I recently visited Bangalore on a business trip. It's not a place to go to see the sights, but it does have some good shopping and dining.

One great shop we found was called Mysore Saree Udyog. It's in Kamaraj Rd, near the the city's commercial road district. It's a two-storey haberdashery selling every kind of silk you can imagine. Sarees, stoles, scarves, kurtha, pajamas, cushion covers, shirts, ties and so on. Not to mention bolts of silk that you can just order lengths from.

It was marriage season when we were there (just after harvest) so the place was packed with Indian ladies getting their new outfits for theirs or their friends weddings.

I was looking for some scarves for my wife and in-laws, and went up to the second floor. You sit at a bar (I almost felt like ordering a glass of Kingfisher) and a sales assistant plonks some scarves down in front of you. Then some more. And then some more. Soon you're wading through mountains of fabric getting an idea of patterns, colours, styles and cuts that you're interested in. Once you show an interest in something, they'll then wheel out about half a dozen variations on the same thing.

It's pretty well impossible not to find something you'll like, and even the guys were buying up like mad. I bought loads of them, and ended up spending just a little over $A100. The most expensive I bought came to about $A15. That's about what I'd expect to pay for a cheap polyester scarf at a department store here in Melbourne. I was certainly Mr Popular with my female relatives when I got home.

Here's a couple of photos of the shop, plus some of the things that I bought there. Pictures, of course, cannot capture the beautiful texture of these fabrics, and hardly do justice to the rich colours and fine detail.

https://img138.imageshack.us/my.php?image=silks3ps.jpg

https://img215.imageshack.us/my.php?image=silks21ct.jpg

https://img46.imageshack.us/my.php?image=scarf62gz.jpg

https://img46.imageshack.us/my.php?image=scarf56401lw.jpg

https://img116.imageshack.us/my.php?image=scarf46403an.jpg

https://img103.imageshack.us/my.php?image=scarf36402np.jpg

https://img103.imageshack.us/my.php?image=scarf26407lo.jpg

Hopefully you can find your way to this place and have as much fun as I did.

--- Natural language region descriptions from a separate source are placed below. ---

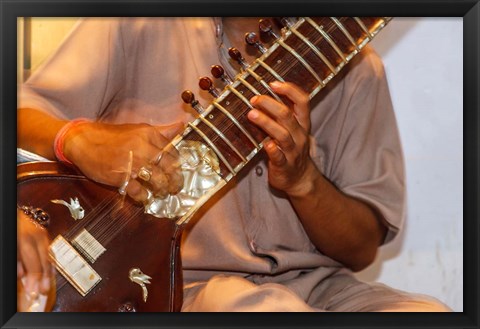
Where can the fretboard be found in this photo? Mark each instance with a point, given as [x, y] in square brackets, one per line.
[310, 53]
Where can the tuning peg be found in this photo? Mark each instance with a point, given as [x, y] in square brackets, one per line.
[219, 73]
[189, 98]
[265, 25]
[252, 39]
[237, 56]
[206, 83]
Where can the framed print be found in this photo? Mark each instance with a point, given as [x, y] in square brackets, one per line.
[438, 131]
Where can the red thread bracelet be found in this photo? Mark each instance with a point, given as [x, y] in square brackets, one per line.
[60, 139]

P.S. Just as a tip, cab drivers will try to take you to tourist traps that they get commissions from, so you'll need to be very specific about where you want to go if you visit here.


----------



## Andy (Aug 25, 2002)

CaliforniaDreamer:

Good tips and great photos!! Anything left over on the cutting room floor would make wonderful pocket squares!


----------



## globetrotter (Dec 30, 2004)

there is a good department store in Bangalore too, not far from the airport, but I can't remember the name - Kamp something. I have bought my wife several outfits there, and after I suggested what I was basically looking for, they put on a fashion show for me, with a dozen or so models modeling possible outfits. prices for the suits were about $30 each, at the time. all silk pant, jacket and scarf suits.


----------



## AlanC (Oct 28, 2003)

Thanks for the info. Kalanjali is a good spot if you make it to Hyderabad. I brought quite a bit of silk back last year.


----------



## AlanC (Oct 28, 2003)

Because of CaliforniaDreamer's recommendation I stopped by Mysore Saree Udyog last week while in Bangalore. I was very pleased with the visit, and second CD's reommendation. The store is not glitzy, and clearly is not geared toward the tourist/business traveler market (a good thing). Primarily Indians were shopping there, which is usually a good sign as well. I found the scarf, et al selection wider than what I've seen previously but not particularly deep. Still, there was quite enough to keep me satisfied, and I hope to return again given the opportunity. Prices were the best I've seen; they have not fallen victim to Bangalore inflation (yet!). I'll not say how much I spent, but it was on the north side of what CD did.

If one happens to be in Chennai, I would recommend Nalli Silks. If you find a Kalanjali (there's one in Hyderabad), they are also worth visiting, but the prices are higher.


----------